Mit dem dritten Teilurteil gab das Erstgericht dem Unterlassungsbegehren zu bestimmten Klauseln (im Verfahren mit Klausel 4, 5, 6, 7, 14, 15 und 16 bezeichnet) Folge. Das Berufungsgericht bestätigte diese Entscheidung.

Im Revisionsverfahren sind nur noch die Klauseln 14, 15 und 16 strittig. Dass aufgrund einer schlüssigen Rechtswahl österreichisches Recht zur Anwendung gelangt, wird von den Parteien nicht bezweifelt (vgl die in diesem Verfahren ergangene Entscheidung 1 Ob 67/15g).

Das Berufungsgericht erklärte die ordentliche Revision für zulässig, weil die Beurteilung bisher noch nicht geprüfter Allgemeiner Geschäftsbedingungen eine erhebliche Rechtsfrage darstelle. Entgegen diesem – den Obersten Gerichtshof nicht bindenden (§ 508a Abs 1 ZPO) – Ausspruch des Berufungsgerichts ist die Revision mangels Vorliegens einer erheblichen Rechtsfrage nicht zulässig.

Rechtliche Beurteilung

Der Oberste Gerichtshof ist nämlich auch zur Auslegung von AGB‑Klauseln nicht „jedenfalls“, sondern nur dann berufen, wenn die zweite Instanz Grundsätze höchstgerichtlicher Rechtsprechung missachtete oder für die Rechtseinheit und Rechtsentwicklung bedeutsame Fragen zu lösen sind (RIS‑Justiz RS0121516; vgl 7 Ob 109/14a = RS0121516 [T34] betreffend AVB; auch bei Verbandsklagen: 4 Ob 88/05b; 1 Ob 224/06g; 7 Ob 64/12f = ÖBA 2013/1917 [Kellner]; 4 Ob 135/15d = MR 2016, 46; 3 Ob 73/16f; 6 Ob 139/16h). Die Entscheidung kann sich auf die Ausführung der Zurückweisungsgründe beschränken (§ 510 Abs 3 ZPO):

1. Der Oberste Gerichtshof hat bereits ausgesprochen, dass „Mitteilungen“, die vorformulierte und nicht im Einzelfall ausgehandelte Vertragsbedingungen, etwa in einer Rechnung, enthalten (4 Ob 117/14f = wbl 2014/225, 658 = EvBl 2014/154), allgemeine Geschäftsbedingungen bzw Vertragsformblätter iSv § 28 KSchG sind (RIS‑Justiz RS0123499 [T8]).

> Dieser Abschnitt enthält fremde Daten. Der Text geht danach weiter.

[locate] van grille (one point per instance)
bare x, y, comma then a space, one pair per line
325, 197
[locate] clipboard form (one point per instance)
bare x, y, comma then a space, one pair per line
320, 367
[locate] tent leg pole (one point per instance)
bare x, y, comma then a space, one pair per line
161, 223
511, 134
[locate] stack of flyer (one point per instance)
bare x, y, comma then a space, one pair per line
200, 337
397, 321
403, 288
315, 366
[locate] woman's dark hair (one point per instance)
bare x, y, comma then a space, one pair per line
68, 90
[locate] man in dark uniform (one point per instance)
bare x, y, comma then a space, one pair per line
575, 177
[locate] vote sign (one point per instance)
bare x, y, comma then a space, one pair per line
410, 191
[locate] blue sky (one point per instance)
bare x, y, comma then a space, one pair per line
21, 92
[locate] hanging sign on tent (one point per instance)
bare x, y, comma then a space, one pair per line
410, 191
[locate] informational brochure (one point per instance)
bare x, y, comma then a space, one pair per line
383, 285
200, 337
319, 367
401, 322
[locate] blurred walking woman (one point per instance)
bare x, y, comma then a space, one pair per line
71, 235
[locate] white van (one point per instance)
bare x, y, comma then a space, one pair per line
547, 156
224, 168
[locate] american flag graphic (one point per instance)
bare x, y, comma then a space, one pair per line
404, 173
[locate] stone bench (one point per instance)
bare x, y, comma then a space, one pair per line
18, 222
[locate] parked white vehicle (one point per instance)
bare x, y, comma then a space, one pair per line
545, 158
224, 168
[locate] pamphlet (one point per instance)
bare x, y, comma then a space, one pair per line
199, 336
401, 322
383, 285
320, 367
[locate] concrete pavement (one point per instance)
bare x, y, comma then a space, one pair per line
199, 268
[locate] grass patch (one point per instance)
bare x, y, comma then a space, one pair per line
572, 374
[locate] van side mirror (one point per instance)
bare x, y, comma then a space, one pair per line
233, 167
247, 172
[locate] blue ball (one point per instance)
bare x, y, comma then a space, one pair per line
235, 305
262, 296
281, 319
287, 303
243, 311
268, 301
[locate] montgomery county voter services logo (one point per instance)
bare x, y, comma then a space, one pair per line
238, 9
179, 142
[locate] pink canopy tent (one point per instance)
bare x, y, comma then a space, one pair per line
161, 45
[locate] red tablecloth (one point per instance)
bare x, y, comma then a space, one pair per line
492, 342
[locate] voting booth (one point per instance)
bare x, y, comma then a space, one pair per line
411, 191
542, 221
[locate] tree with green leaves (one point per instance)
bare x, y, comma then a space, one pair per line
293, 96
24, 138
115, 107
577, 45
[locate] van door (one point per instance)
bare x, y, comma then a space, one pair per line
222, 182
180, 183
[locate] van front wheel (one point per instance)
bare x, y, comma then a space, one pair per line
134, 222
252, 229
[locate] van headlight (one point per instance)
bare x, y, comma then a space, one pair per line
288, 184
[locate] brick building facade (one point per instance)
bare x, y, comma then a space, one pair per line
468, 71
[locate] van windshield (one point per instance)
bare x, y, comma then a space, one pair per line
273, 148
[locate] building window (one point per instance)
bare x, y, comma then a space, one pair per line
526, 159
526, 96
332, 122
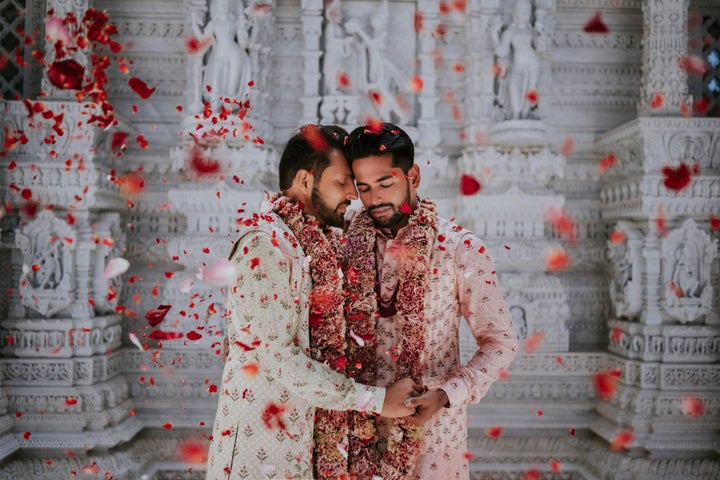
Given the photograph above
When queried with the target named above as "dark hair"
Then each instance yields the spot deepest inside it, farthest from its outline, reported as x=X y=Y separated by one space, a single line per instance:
x=369 y=140
x=309 y=149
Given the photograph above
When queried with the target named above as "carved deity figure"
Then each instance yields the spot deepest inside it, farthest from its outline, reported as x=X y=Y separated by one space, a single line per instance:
x=47 y=257
x=518 y=64
x=338 y=49
x=379 y=76
x=228 y=68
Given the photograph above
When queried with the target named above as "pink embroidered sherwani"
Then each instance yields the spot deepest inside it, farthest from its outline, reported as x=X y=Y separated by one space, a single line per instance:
x=268 y=327
x=462 y=283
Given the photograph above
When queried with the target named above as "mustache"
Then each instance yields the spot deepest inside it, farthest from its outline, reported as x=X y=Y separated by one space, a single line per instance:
x=382 y=205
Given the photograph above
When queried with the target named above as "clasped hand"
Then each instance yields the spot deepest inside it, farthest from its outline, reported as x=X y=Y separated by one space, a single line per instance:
x=405 y=398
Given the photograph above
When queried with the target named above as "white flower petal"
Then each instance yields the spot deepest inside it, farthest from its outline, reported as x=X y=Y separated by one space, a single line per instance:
x=115 y=266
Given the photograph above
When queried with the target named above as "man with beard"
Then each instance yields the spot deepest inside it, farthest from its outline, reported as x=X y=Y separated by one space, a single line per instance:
x=286 y=326
x=412 y=276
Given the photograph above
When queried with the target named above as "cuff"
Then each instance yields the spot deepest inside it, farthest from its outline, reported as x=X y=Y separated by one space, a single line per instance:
x=455 y=393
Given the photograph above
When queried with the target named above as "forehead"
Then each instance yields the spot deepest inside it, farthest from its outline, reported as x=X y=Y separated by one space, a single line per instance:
x=338 y=162
x=372 y=167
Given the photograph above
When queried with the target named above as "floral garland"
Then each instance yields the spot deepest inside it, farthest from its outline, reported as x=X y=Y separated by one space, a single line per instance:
x=405 y=440
x=327 y=327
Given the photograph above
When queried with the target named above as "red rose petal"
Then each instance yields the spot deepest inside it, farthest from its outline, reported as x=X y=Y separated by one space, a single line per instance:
x=193 y=335
x=156 y=315
x=140 y=87
x=66 y=74
x=596 y=25
x=163 y=335
x=622 y=439
x=469 y=185
x=678 y=178
x=606 y=384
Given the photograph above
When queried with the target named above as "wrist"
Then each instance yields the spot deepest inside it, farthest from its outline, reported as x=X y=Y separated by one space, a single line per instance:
x=444 y=399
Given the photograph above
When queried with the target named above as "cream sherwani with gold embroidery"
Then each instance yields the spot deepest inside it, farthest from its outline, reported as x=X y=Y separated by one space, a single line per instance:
x=268 y=327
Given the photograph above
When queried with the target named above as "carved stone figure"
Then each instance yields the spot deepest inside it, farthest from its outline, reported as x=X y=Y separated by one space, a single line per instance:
x=228 y=67
x=518 y=65
x=379 y=77
x=688 y=253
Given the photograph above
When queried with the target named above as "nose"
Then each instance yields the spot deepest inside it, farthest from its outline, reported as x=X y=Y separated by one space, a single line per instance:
x=351 y=192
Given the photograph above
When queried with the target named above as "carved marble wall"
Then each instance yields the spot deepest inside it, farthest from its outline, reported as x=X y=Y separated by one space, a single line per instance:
x=527 y=108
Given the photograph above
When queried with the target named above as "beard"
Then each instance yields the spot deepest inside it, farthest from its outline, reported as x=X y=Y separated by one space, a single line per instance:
x=396 y=218
x=327 y=215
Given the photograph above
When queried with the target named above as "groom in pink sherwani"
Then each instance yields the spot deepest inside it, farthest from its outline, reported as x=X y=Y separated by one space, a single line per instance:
x=417 y=253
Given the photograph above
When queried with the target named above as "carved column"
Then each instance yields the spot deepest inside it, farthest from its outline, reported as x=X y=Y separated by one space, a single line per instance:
x=312 y=30
x=664 y=330
x=664 y=83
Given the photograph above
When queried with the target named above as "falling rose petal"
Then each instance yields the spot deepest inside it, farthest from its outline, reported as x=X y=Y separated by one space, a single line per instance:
x=192 y=450
x=622 y=439
x=415 y=84
x=56 y=32
x=140 y=87
x=222 y=273
x=118 y=144
x=618 y=237
x=568 y=146
x=693 y=65
x=607 y=162
x=163 y=335
x=314 y=138
x=678 y=178
x=131 y=184
x=557 y=259
x=606 y=384
x=155 y=316
x=343 y=79
x=186 y=285
x=616 y=334
x=198 y=165
x=272 y=416
x=192 y=335
x=357 y=339
x=115 y=266
x=562 y=223
x=692 y=407
x=714 y=223
x=469 y=185
x=596 y=25
x=66 y=74
x=194 y=45
x=532 y=96
x=533 y=341
x=133 y=338
x=657 y=100
x=363 y=400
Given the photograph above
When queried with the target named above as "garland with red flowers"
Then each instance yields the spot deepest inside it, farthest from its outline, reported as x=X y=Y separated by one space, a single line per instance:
x=405 y=440
x=327 y=327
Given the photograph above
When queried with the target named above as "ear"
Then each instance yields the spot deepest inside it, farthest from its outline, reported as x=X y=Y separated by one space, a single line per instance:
x=413 y=176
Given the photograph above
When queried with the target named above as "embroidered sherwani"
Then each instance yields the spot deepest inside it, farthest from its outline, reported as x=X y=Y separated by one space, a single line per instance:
x=462 y=284
x=264 y=421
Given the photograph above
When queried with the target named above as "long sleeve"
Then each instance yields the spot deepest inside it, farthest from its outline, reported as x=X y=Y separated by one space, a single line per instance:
x=483 y=306
x=266 y=326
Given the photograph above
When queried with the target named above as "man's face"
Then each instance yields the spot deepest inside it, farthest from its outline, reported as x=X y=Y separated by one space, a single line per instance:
x=384 y=190
x=332 y=194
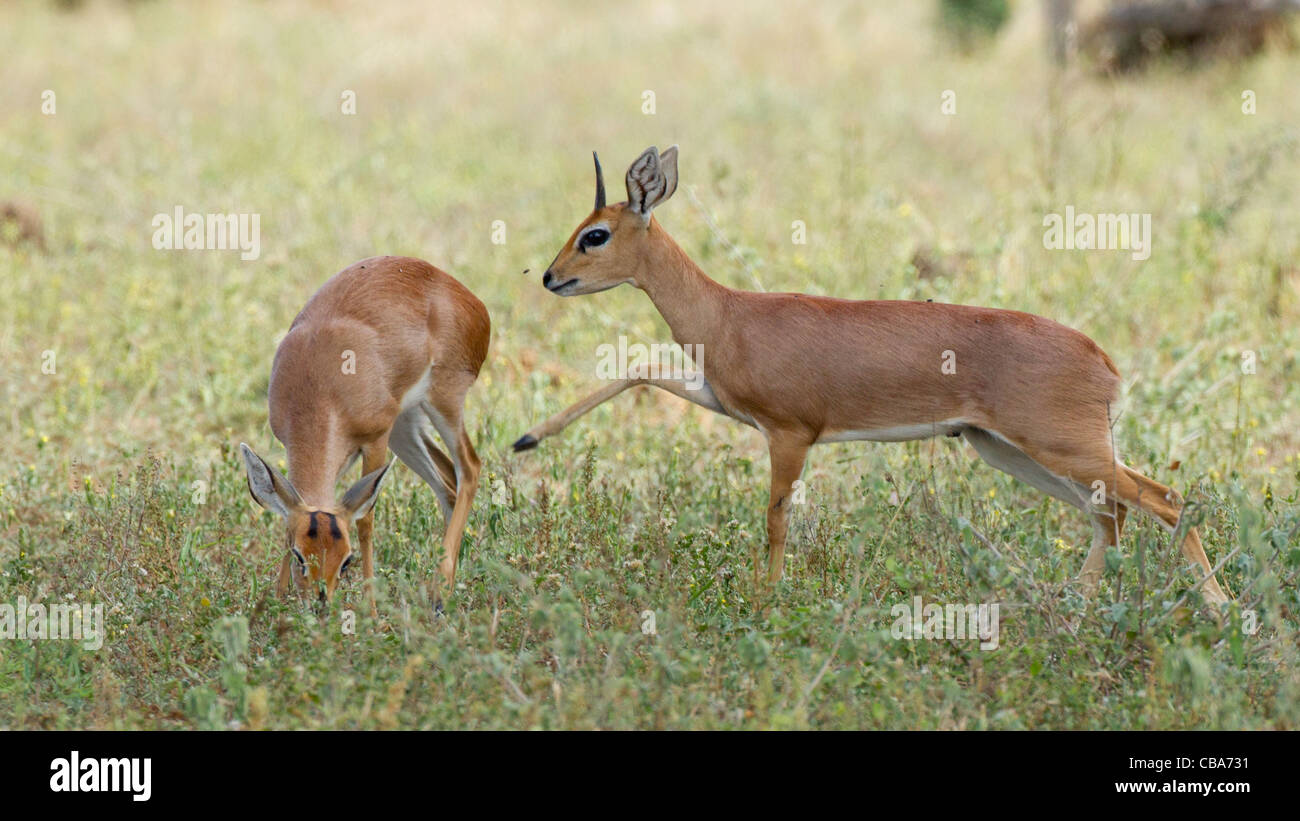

2. Mangels materiell eigenständigen Regelungsbereichs (vgl RIS‑Justiz RS0121187) sind die Klauseln 14 und 15 („Bitte tätigen sie eine Überweisung über den Zahlbetrag auf das angegebene Konto und senden Sie uns einen Beleg ihrer Überweisung [ggf abweichend vom oben genannten Datum] bis zum [ein bestimmtes Datum] 18.00 Uhr per E‑Mail oder Fax zu. Wir bitten um Verständnis, dass der Tarif der Airline teurer werden kann, wenn das Geld nicht fristgerecht bei uns eingeht und sie sich nicht mit uns in Verbindung setzen. In diesem Fall müssen Sie die Preisdifferenz zahlen.“) gemeinsam zu beurteilen.

Der Beurteilung des Berufungsgerichts, dass die (überraschende) erstmalige Information über die (einseitige) Sanktion der Entgelterhöhung (jedenfalls des vermittelten Vertrags) gegen § 6 Abs 1 Z 5 KSchG verstoße, vermag die Revision angesichts des hier vorliegenden Eigeninteresses an dessen Zustandekommen (vgl RIS‑Justiz RS0124305; RS0129535) nichts Stichhältiges entgegenzusetzen. Der Einwand, der Kunde sei darüber nicht erstmals, sondern bereits in der Klausel 5 unterrichtet worden, schlägt darüber hinaus fehl, weil diese Klausel selbst als überraschend und nachteilig (auch unbekämpft untersagt) nicht zum Bestand des Regelwerks gehört.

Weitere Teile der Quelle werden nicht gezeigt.